To support policy formulation and the planning and implementation of tree-crop programmes at Local Government and at National Level, the respective planning and M&E systems and processes have to be established and capacities built to operate these systems (result 2). Where required, the legal framework will be improved to promote the three tree crop AVCs.
The project is implemented by a Project Coordination Unit under the auspice of the MAFFS. The Project Supervisor is the MAFFS. Activities related to result 3 to 5 will be implemented under programme estimates. The implementation started in June 2012 and will end until 10th March 2015. The project is implemented in six Districts-Bombali, Port Loko & Kambia (cashew) – Kenema, Kailahun and Kono (Cocoa and Coffee).
The A4D Project is implemented in the six districts of Bombali, Kambia and Port Loko in the Northern Province and, Kenema, Kono and Kailahun in the Eastern Province. The project is gradually transforming the lives and alleviating the poverty of Cocoa, Coffee and Cashew farmers.
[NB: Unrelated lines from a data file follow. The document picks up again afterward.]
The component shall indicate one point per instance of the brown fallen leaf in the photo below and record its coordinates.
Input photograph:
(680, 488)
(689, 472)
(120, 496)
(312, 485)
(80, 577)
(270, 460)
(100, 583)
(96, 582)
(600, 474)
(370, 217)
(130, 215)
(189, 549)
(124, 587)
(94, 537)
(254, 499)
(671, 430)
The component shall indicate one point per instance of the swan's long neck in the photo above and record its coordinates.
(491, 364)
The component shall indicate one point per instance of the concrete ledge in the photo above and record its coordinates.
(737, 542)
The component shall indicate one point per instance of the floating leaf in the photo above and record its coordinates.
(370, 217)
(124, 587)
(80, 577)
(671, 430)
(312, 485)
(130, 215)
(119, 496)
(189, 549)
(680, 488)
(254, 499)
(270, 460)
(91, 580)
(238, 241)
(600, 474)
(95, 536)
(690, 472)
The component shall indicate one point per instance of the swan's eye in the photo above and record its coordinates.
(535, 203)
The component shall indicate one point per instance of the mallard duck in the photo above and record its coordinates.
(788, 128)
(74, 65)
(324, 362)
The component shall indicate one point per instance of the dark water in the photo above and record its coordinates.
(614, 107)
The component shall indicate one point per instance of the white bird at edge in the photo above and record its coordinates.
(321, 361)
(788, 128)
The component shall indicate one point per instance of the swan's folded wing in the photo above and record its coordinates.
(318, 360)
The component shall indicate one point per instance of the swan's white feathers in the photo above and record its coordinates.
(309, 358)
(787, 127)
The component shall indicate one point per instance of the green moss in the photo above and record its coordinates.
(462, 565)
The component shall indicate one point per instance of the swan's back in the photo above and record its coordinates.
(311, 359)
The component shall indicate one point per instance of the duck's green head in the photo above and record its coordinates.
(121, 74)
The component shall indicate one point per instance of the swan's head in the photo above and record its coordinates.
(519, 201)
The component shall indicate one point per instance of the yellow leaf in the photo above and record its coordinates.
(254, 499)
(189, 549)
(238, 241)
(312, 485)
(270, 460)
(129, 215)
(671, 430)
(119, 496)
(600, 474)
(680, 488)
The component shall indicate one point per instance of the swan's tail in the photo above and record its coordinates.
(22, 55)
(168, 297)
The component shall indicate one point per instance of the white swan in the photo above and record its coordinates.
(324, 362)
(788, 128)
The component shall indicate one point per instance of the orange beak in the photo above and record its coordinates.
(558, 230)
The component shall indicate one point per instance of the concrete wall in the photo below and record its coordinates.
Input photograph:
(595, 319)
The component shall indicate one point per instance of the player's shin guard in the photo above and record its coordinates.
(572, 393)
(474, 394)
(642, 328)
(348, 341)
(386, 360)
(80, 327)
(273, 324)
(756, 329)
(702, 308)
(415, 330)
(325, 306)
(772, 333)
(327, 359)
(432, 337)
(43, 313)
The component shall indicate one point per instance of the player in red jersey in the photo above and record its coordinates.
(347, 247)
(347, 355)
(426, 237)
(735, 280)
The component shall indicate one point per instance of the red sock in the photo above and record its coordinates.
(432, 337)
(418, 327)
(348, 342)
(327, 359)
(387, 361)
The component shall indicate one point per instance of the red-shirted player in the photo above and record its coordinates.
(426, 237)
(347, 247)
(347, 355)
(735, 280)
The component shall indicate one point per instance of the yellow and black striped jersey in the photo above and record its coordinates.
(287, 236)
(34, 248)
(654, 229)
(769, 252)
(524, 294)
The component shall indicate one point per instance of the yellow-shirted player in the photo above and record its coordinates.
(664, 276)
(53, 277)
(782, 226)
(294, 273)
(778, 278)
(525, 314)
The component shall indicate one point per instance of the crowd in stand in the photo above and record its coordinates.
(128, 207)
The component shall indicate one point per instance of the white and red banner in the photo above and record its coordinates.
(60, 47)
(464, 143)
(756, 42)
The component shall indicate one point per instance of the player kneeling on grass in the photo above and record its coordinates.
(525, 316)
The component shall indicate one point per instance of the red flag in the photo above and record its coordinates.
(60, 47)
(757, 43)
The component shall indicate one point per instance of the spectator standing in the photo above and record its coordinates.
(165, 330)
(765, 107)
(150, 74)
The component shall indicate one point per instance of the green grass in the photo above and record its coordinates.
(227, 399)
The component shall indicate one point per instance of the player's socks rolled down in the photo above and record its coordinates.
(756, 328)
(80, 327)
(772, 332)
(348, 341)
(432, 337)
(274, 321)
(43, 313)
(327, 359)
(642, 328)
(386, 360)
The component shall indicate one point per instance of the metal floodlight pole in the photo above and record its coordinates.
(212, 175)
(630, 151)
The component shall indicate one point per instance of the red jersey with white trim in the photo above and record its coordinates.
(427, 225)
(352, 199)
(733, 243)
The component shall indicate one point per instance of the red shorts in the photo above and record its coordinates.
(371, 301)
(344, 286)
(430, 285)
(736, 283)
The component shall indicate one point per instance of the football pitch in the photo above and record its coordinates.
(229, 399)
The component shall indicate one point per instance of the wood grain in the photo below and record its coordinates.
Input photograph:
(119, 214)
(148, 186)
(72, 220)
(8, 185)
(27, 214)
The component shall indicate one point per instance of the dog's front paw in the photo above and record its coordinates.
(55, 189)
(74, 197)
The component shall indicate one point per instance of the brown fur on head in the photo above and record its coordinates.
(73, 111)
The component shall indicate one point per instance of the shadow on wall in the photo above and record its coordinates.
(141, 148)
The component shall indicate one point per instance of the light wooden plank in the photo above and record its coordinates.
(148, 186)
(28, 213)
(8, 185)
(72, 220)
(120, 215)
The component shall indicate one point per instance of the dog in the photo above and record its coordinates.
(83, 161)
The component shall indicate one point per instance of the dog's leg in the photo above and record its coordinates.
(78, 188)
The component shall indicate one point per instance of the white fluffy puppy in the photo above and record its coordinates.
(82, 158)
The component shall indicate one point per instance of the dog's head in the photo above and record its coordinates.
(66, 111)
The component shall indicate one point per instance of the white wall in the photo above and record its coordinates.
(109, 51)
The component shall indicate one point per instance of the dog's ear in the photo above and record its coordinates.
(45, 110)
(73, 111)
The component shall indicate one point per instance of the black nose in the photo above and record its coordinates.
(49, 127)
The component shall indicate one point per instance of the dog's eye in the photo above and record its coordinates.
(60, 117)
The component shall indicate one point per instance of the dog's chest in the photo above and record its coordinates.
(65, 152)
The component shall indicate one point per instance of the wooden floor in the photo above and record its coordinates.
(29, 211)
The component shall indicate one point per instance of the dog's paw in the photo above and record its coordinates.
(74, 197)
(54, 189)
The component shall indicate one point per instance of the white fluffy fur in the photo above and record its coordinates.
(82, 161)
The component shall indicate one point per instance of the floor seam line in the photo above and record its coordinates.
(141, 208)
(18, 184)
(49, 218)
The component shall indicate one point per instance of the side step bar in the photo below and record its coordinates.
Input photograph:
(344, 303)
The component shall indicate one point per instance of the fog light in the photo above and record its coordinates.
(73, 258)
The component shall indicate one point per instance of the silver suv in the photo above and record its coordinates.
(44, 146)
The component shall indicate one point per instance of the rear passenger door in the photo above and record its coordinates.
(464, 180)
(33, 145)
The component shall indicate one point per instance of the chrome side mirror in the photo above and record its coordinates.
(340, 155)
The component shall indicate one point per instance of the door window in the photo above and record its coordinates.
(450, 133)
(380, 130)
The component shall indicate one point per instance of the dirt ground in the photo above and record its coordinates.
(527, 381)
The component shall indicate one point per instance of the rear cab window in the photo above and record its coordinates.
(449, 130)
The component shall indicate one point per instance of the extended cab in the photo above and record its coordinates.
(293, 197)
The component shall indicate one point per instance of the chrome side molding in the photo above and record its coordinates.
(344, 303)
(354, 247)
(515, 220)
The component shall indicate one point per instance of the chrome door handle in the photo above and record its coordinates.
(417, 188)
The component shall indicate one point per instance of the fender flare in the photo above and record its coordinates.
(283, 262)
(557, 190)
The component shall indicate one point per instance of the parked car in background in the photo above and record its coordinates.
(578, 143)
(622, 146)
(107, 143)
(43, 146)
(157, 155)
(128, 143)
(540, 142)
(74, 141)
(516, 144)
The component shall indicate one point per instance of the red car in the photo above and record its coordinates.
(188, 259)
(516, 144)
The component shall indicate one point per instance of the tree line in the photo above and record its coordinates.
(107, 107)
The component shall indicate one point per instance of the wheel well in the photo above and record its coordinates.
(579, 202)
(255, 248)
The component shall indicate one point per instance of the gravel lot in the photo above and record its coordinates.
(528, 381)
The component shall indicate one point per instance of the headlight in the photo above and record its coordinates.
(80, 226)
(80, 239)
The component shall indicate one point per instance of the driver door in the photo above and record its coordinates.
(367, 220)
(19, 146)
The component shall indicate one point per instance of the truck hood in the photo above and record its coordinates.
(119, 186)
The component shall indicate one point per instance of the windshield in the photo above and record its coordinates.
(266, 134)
In 2014 farming season, the project supported farmers were able to demonstrate much greater resilience to the Ebola virus disease by being able to continue their farming activities. A recent monitoring visit to the Eastern province show that despite the Ebola epidemic, work on the plantations continued almost as normal and the notion that the rural poor have a dependent attitude, unambitious and sometimes assistance provided to help them would provoke a greater sense of dependency, was not found to be valid. For instance, both WHH and NRI that serve in the capacity of the A4D project grant contractors provided support for the rehabilitation of 0.2 ha during the 2014 farming season, and suprisingly it was found out that most farmers worked five times more than the support provided by the project.
A total of 2,918,000 cocoa seedlings were transplanted, 4,050 ha of plantations rehabilitated and 6000 farmers registered for UTZ certification. On the other hand, 468,000 seedlings of coffee already raised will mature for transplanting next year and 674 ha of coffee plantations were rehabilitated. Cashew, which is new and is yet in the early stages of being recognised as a viable important cash crop registered 827 ha of new plantations that were established during the 2014 farming season.